Fwd: Letter to Congressman Gordon

From: Stevan Harnad <amsciforum_at_GMAIL.COM>
Date: Wed, 31 Mar 2010 16:15:26 -0400

---------- Forwarded message ----------
From: Peter Suber peter.suber -- gmail.com
Date: Wed, Mar 31, 2010 at 3:59 PM
Subject: [SOAF] Letter to Congressman Gordon
To: SPARC Open Access Forum <SPARC-OAForum_at_arl.org>

[Forwarding from Mike Rossner, Executive Director of the Rockefeller
University Press.  --Peter Suber.]

March 31, 2010

The Honorable Bart Gordon
Committee on Science and Technology
U.S. House of Representatives
Rayburn House Office Building 2306
Washington, D.C. 20515-4306

Dear Chairman Gordon,

I am writing to take issue with a letter that was sent to you on March
19th by Glen Campbell and Susan King on behalf of the
Professional/Scholarly Publishing Division (PSP) of the Association of
American Publishers (AAP).  The Rockefeller University Press is a
member of the AAP/PSP, but Mr. Campbell and Ms. King do not represent
our views regarding public access to scholarly research.  We strongly
support the efforts of the Federal government, such as the NIH mandate
and the Federal Research Public Access Act, to provide public access
to the results of Federally funded research.

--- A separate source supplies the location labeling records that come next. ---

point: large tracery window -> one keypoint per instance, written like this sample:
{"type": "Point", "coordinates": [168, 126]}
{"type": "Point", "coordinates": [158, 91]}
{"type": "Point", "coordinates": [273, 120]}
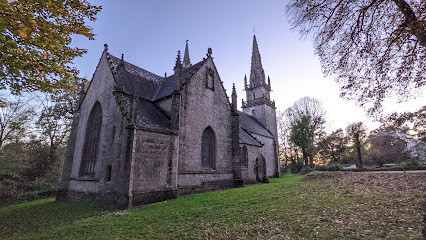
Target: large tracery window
{"type": "Point", "coordinates": [91, 142]}
{"type": "Point", "coordinates": [244, 156]}
{"type": "Point", "coordinates": [208, 149]}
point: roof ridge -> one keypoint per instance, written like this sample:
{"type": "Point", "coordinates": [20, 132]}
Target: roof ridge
{"type": "Point", "coordinates": [133, 65]}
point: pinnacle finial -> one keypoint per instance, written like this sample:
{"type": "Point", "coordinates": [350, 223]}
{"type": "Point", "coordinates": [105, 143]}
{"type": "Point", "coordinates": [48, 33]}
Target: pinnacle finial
{"type": "Point", "coordinates": [178, 62]}
{"type": "Point", "coordinates": [186, 60]}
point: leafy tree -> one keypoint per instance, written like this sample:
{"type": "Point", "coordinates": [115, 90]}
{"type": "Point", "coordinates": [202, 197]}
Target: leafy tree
{"type": "Point", "coordinates": [54, 124]}
{"type": "Point", "coordinates": [333, 145]}
{"type": "Point", "coordinates": [287, 150]}
{"type": "Point", "coordinates": [387, 148]}
{"type": "Point", "coordinates": [302, 136]}
{"type": "Point", "coordinates": [373, 47]}
{"type": "Point", "coordinates": [35, 37]}
{"type": "Point", "coordinates": [357, 132]}
{"type": "Point", "coordinates": [14, 117]}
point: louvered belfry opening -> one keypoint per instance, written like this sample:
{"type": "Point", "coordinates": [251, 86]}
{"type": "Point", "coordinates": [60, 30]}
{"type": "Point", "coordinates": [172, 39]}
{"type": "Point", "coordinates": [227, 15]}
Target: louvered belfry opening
{"type": "Point", "coordinates": [244, 156]}
{"type": "Point", "coordinates": [91, 142]}
{"type": "Point", "coordinates": [208, 149]}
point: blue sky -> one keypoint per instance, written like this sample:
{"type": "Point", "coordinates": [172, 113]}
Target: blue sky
{"type": "Point", "coordinates": [149, 33]}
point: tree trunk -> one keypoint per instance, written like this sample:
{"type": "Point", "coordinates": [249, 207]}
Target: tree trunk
{"type": "Point", "coordinates": [358, 149]}
{"type": "Point", "coordinates": [305, 157]}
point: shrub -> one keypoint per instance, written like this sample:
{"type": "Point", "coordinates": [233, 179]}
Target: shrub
{"type": "Point", "coordinates": [306, 170]}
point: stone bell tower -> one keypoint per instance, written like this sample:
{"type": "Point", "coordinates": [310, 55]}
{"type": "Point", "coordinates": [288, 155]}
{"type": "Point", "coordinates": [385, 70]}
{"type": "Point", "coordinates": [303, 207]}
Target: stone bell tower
{"type": "Point", "coordinates": [259, 104]}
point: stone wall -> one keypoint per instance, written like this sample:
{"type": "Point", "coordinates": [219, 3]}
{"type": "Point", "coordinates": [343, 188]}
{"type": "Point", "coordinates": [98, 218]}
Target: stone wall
{"type": "Point", "coordinates": [248, 173]}
{"type": "Point", "coordinates": [112, 145]}
{"type": "Point", "coordinates": [203, 107]}
{"type": "Point", "coordinates": [268, 153]}
{"type": "Point", "coordinates": [154, 166]}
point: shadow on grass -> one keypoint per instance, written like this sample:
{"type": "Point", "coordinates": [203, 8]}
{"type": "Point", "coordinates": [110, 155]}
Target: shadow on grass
{"type": "Point", "coordinates": [40, 215]}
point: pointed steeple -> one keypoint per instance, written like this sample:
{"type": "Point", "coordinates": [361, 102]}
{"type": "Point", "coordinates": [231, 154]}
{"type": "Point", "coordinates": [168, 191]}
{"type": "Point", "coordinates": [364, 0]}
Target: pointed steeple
{"type": "Point", "coordinates": [269, 83]}
{"type": "Point", "coordinates": [186, 60]}
{"type": "Point", "coordinates": [257, 75]}
{"type": "Point", "coordinates": [234, 98]}
{"type": "Point", "coordinates": [178, 71]}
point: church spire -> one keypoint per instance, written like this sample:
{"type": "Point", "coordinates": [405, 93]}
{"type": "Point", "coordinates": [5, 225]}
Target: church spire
{"type": "Point", "coordinates": [257, 75]}
{"type": "Point", "coordinates": [186, 60]}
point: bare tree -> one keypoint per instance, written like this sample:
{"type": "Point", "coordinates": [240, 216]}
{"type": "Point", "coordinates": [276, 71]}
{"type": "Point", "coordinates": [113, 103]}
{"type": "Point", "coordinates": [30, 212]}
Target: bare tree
{"type": "Point", "coordinates": [14, 117]}
{"type": "Point", "coordinates": [357, 132]}
{"type": "Point", "coordinates": [411, 123]}
{"type": "Point", "coordinates": [372, 47]}
{"type": "Point", "coordinates": [307, 119]}
{"type": "Point", "coordinates": [333, 145]}
{"type": "Point", "coordinates": [386, 148]}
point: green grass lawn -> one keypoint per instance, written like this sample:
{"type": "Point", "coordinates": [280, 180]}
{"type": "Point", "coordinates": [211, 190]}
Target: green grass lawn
{"type": "Point", "coordinates": [286, 208]}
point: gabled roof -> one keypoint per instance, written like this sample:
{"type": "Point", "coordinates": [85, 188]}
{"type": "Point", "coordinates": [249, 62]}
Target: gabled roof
{"type": "Point", "coordinates": [145, 83]}
{"type": "Point", "coordinates": [149, 116]}
{"type": "Point", "coordinates": [245, 138]}
{"type": "Point", "coordinates": [168, 85]}
{"type": "Point", "coordinates": [148, 85]}
{"type": "Point", "coordinates": [251, 125]}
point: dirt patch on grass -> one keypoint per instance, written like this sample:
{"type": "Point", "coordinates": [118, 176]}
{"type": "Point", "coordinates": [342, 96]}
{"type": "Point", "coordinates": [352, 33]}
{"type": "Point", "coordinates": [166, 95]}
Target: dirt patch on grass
{"type": "Point", "coordinates": [366, 182]}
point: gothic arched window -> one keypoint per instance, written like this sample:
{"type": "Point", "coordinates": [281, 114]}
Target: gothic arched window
{"type": "Point", "coordinates": [208, 149]}
{"type": "Point", "coordinates": [91, 141]}
{"type": "Point", "coordinates": [244, 156]}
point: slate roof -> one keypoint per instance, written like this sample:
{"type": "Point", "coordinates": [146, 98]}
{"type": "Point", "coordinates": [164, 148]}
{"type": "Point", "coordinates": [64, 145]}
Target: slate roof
{"type": "Point", "coordinates": [245, 138]}
{"type": "Point", "coordinates": [151, 117]}
{"type": "Point", "coordinates": [169, 84]}
{"type": "Point", "coordinates": [250, 124]}
{"type": "Point", "coordinates": [136, 78]}
{"type": "Point", "coordinates": [150, 86]}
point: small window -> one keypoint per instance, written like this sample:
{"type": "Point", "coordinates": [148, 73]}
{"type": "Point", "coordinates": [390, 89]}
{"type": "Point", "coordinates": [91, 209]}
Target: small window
{"type": "Point", "coordinates": [209, 80]}
{"type": "Point", "coordinates": [108, 173]}
{"type": "Point", "coordinates": [244, 156]}
{"type": "Point", "coordinates": [208, 149]}
{"type": "Point", "coordinates": [91, 142]}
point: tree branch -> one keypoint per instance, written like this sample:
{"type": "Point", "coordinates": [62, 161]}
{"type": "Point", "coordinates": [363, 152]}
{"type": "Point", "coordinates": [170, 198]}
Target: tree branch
{"type": "Point", "coordinates": [416, 27]}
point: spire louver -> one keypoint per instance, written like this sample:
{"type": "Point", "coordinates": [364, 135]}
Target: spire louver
{"type": "Point", "coordinates": [186, 60]}
{"type": "Point", "coordinates": [257, 75]}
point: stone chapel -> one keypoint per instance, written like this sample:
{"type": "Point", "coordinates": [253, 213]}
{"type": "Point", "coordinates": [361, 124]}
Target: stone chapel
{"type": "Point", "coordinates": [139, 138]}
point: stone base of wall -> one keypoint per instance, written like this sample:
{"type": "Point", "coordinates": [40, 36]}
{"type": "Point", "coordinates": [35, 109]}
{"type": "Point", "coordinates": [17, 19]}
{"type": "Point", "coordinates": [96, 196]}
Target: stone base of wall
{"type": "Point", "coordinates": [117, 200]}
{"type": "Point", "coordinates": [111, 198]}
{"type": "Point", "coordinates": [205, 187]}
{"type": "Point", "coordinates": [141, 198]}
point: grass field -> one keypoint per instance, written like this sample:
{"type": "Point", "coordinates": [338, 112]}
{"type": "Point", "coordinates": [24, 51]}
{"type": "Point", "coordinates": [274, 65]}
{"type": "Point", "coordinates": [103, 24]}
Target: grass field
{"type": "Point", "coordinates": [321, 206]}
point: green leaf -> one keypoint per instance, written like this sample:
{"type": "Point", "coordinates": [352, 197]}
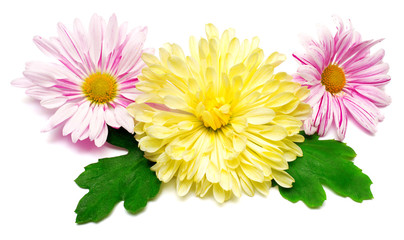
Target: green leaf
{"type": "Point", "coordinates": [326, 163]}
{"type": "Point", "coordinates": [125, 178]}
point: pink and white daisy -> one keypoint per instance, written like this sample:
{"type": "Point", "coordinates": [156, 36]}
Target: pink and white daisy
{"type": "Point", "coordinates": [93, 82]}
{"type": "Point", "coordinates": [344, 80]}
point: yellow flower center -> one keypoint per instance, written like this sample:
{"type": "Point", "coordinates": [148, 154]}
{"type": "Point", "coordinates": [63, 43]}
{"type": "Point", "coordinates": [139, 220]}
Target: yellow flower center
{"type": "Point", "coordinates": [214, 112]}
{"type": "Point", "coordinates": [333, 78]}
{"type": "Point", "coordinates": [100, 88]}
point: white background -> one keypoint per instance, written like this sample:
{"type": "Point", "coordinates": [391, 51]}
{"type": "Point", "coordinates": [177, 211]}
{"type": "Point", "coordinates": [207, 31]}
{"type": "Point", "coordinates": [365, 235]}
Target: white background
{"type": "Point", "coordinates": [38, 194]}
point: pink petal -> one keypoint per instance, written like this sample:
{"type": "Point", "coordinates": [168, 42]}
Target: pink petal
{"type": "Point", "coordinates": [74, 122]}
{"type": "Point", "coordinates": [40, 79]}
{"type": "Point", "coordinates": [112, 34]}
{"type": "Point", "coordinates": [96, 35]}
{"type": "Point", "coordinates": [309, 73]}
{"type": "Point", "coordinates": [131, 53]}
{"type": "Point", "coordinates": [340, 118]}
{"type": "Point", "coordinates": [362, 113]}
{"type": "Point", "coordinates": [82, 131]}
{"type": "Point", "coordinates": [96, 123]}
{"type": "Point", "coordinates": [51, 103]}
{"type": "Point", "coordinates": [374, 94]}
{"type": "Point", "coordinates": [110, 118]}
{"type": "Point", "coordinates": [365, 63]}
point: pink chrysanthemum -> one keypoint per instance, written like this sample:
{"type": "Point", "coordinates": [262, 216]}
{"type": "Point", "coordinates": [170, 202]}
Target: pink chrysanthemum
{"type": "Point", "coordinates": [94, 81]}
{"type": "Point", "coordinates": [343, 78]}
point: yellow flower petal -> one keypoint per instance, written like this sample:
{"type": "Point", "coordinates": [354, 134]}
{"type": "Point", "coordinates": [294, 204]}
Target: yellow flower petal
{"type": "Point", "coordinates": [220, 119]}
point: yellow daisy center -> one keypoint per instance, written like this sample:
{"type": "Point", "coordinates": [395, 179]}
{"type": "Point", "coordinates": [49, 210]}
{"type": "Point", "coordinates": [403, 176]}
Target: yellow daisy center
{"type": "Point", "coordinates": [100, 88]}
{"type": "Point", "coordinates": [214, 112]}
{"type": "Point", "coordinates": [333, 78]}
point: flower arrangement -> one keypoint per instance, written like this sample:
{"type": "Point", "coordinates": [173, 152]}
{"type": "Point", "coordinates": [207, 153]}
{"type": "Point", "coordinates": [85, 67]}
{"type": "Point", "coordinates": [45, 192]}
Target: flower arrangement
{"type": "Point", "coordinates": [219, 119]}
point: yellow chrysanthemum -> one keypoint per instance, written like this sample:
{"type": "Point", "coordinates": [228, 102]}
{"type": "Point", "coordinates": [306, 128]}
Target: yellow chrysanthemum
{"type": "Point", "coordinates": [219, 118]}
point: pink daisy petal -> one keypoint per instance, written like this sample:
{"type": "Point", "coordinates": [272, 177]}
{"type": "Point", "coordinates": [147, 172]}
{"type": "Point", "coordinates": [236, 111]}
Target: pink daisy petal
{"type": "Point", "coordinates": [343, 77]}
{"type": "Point", "coordinates": [102, 137]}
{"type": "Point", "coordinates": [105, 53]}
{"type": "Point", "coordinates": [22, 82]}
{"type": "Point", "coordinates": [374, 94]}
{"type": "Point", "coordinates": [63, 113]}
{"type": "Point", "coordinates": [81, 131]}
{"type": "Point", "coordinates": [74, 122]}
{"type": "Point", "coordinates": [96, 123]}
{"type": "Point", "coordinates": [362, 113]}
{"type": "Point", "coordinates": [51, 103]}
{"type": "Point", "coordinates": [110, 118]}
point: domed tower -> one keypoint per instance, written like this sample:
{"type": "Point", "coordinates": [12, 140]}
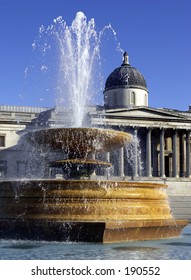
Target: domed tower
{"type": "Point", "coordinates": [125, 87]}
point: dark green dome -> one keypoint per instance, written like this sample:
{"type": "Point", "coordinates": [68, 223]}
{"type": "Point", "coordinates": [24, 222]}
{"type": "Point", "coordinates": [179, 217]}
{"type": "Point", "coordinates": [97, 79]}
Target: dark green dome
{"type": "Point", "coordinates": [125, 76]}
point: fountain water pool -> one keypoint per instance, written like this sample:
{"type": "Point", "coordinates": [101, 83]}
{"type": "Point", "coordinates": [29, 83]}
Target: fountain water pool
{"type": "Point", "coordinates": [80, 209]}
{"type": "Point", "coordinates": [84, 210]}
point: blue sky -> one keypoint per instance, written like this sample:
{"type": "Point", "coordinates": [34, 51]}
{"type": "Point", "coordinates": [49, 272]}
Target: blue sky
{"type": "Point", "coordinates": [156, 34]}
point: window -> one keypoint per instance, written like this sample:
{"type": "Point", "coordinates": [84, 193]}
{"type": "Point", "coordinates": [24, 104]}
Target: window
{"type": "Point", "coordinates": [3, 168]}
{"type": "Point", "coordinates": [2, 140]}
{"type": "Point", "coordinates": [133, 99]}
{"type": "Point", "coordinates": [21, 168]}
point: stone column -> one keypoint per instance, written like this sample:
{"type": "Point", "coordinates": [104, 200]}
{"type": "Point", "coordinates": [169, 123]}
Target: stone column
{"type": "Point", "coordinates": [188, 153]}
{"type": "Point", "coordinates": [174, 154]}
{"type": "Point", "coordinates": [148, 153]}
{"type": "Point", "coordinates": [136, 154]}
{"type": "Point", "coordinates": [121, 161]}
{"type": "Point", "coordinates": [162, 162]}
{"type": "Point", "coordinates": [182, 155]}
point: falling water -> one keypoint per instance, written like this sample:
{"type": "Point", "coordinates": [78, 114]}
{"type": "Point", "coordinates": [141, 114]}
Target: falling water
{"type": "Point", "coordinates": [79, 65]}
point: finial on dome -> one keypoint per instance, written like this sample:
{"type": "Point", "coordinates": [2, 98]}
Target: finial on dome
{"type": "Point", "coordinates": [125, 58]}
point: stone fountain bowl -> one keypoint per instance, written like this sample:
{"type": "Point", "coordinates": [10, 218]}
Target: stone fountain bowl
{"type": "Point", "coordinates": [79, 141]}
{"type": "Point", "coordinates": [77, 168]}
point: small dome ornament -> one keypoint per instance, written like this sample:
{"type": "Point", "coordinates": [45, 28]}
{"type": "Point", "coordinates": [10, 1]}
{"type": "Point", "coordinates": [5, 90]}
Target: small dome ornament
{"type": "Point", "coordinates": [125, 59]}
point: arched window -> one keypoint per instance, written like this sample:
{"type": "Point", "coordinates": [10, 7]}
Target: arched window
{"type": "Point", "coordinates": [133, 98]}
{"type": "Point", "coordinates": [146, 100]}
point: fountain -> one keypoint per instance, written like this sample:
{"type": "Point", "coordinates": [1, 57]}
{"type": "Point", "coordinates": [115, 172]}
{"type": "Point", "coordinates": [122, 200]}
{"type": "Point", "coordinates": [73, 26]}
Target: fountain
{"type": "Point", "coordinates": [78, 207]}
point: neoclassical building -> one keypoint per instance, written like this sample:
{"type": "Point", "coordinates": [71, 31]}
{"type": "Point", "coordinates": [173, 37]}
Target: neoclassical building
{"type": "Point", "coordinates": [161, 146]}
{"type": "Point", "coordinates": [160, 150]}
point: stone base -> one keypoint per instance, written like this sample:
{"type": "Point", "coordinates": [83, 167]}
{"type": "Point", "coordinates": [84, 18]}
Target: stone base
{"type": "Point", "coordinates": [104, 232]}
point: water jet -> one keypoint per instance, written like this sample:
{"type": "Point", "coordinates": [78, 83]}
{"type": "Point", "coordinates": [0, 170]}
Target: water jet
{"type": "Point", "coordinates": [79, 208]}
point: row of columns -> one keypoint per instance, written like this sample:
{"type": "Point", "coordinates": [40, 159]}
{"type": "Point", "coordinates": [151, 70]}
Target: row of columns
{"type": "Point", "coordinates": [176, 157]}
{"type": "Point", "coordinates": [174, 153]}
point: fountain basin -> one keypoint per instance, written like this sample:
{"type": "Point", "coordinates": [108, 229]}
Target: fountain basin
{"type": "Point", "coordinates": [79, 142]}
{"type": "Point", "coordinates": [85, 210]}
{"type": "Point", "coordinates": [77, 168]}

In their letter, Mr. Campbell and Ms. King state that, "As of now, the
impact of the Federal Government-mandated and unfunded embargo periods
on the continued viability of affected publishers is not clear and
could not be quantified by the Roundtable or other experts who have
studied the issue."  This is inaccurate.  We and other non-commercial
publishers of biomedical research journals have shown that public
access to journal content six months after publication is compatible
with continued subscription sales.  At The Rockefeller University
Press, we have provided this form of public access since January,
2001, and our subscription revenues have grown every year through

Mr. Campbell and Ms. King also state that Federal public access
initiatives are "not consistent with copyright principles."  This is
also inaccurate.  The copyrights to which they refer are taken by most
publishers from their rightful owners, the authors of scholarly
articles.  The Federal public access initiative is completely
consistent with the authors’ desire to have their work disseminated as
widely as possible.  Even when they are required to sign over
copyright to a publisher, authors who are subject to the NIH mandate
legally retain the right to place their articles in a public
repository (PubMed Central) for distribution to the public 12 months
after the publication date.  Thus, Federal public access initiatives
are also consistent with copyright law.

We at The Rockefeller University Press disagree with the tactics used
by Mr. Campbell and Ms. King, who claim that Federal public access
initiatives threaten their business model, but they do not provide any
data to back up this claim.  The data that we cite above indicate that
public access mandates are not a threat to the subscription-based
business models of scholarly publishers.

Yours sincerely,

Mike Rossner, Ph.D.
Executive Director
The Rockefeller University Press

These comments are the opinion of the author and do not necessarily
reflect the position of The Rockefeller University.